Câmara de Birigui adia votação de projeto que regulamenta o transporte de passageiros e frete por aplicativos

Estava na pauta da sessão de terça-feira, que teve a sede do Legislativo Municipal tomada por representantes dessas categorias
Lázaro Jr.
18/03/2026 às 17h48
Representante falou pela categoria durante a sessão (Foto: Reprodução)  Representante falou pela categoria durante a sessão (Foto: Reprodução) 

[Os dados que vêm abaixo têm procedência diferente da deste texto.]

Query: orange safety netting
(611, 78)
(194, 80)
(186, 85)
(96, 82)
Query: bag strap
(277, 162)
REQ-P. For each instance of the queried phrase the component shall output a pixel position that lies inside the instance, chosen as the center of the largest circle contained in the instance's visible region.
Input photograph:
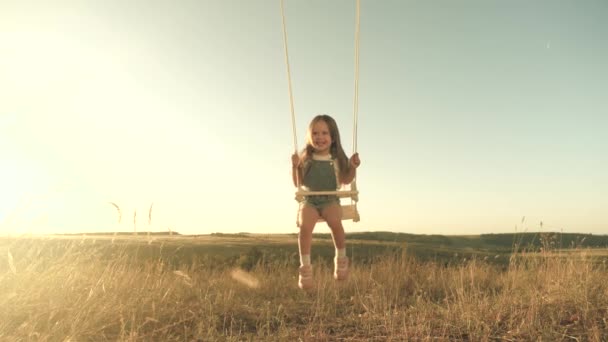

A Câmara de Birigui (SP) adiou por 21 dias, a votação do projeto do Executivo que regulamenta a exploração do serviço de transporte remunerado privado individual de passageiros e frete, intermediado por aplicativos no município.

 

O projeto estava na pauta da sessão de terça-feira (17), que teve a sede do Legislativo Municipal tomada por representantes dessas categorias. Um deles teve espaço para falar sobre as dificuldades enfrentadas e que poderiam ser ampliadas no caso de aprovação da regulamentação.

 

Um dos questionamentos é com relação à instituição do pagamento mensal de uma taxa mensal de R$ 60,72 para motoristas autônomos de automóvel e de R$ 30,36 para motociclistas. Para o representante da categoria que utilizou a palavra, essa cobrança teria que ser feita das ETTs (Empresas de Tecnologia de Transporte) e não dos prestadores de serviços.

 

Idade

 

Entretanto, outro questionamento feito pelos próprios vereadores contrários à proposta, é com relação à limitação da utilização de veículos com no máximo 10 anos de fabricação e de o prestador ter pelo menos 21 anos para poder oferecer esses serviços.

 

O requerimento pelo adiamento da votação foi apresentado pelos vereadores Zezinho Avanço (MDB) e Edson Fumaça (PSD), com a justificativa de que haja mais discussão e possíveis alterações.

 

O vereador José Fermino (PP) se manifestou contra o adiamento, sugerindo pela rejeição ao projeto, para que a Prefeitura fosse forçada a enviar um novo texto e não apenas alterações no atual, mas foi voto vencido. 

 

Necessidade

 

Ao propor o projeto, a Prefeitura argumenta que a lei federal 13.640/2018 atribuiu aos municípios a competência para regulamentar e fiscalizar esse tipo de transporte e é imprescindível estabelecer normas locais para disciplinar a operação.

 

A administração municipal cita ainda que é necessário disciplinar a arrecadação do ISSQN (Imposto Sobre Serviços de Qualquer Natureza), assegurando justiça fiscal e contribuindo para o incremento da receita municipal, com alíquotas compatíveis à realidade dos motoristas autônomos.

 

Multa

 

Durante a sessão, alguns vereadores explicaram que são favoráveis à regulamentação, pois já existe uma lei em vigor. Segundo o que foi informado, pela lei atual, caso algum prestador de serviço for flagrado de forma irregular durante fiscalização, a multa prevista é de R$ 1.503,00.

 

Pela nova legislação, esse valor seria de R$ 303,60, no caso dos motociclistas. O texto prevê que quem for flagrado exercendo a atividade sem autorização ou cadastro estará sujeito a multa equivalente a dez vezes o valor da taxa mensal. Para o profissional que deixar de recolher a contribuição mensal prevista, a multa será equivalente a oito vezes o valor da taxa mensal.

 

As Empresas de Tecnologia de Transporte deverão disponibilizar aos usuários, ao término da viagem, relatório informando o tempo de viagem, distância percorrida, valor cobrado, identificação do motorista e do veículo, e rota realizada, garantindo sigilo e proteção de dados pessoais nos termos da LGPD (Lei Geral de Proteção de Dados).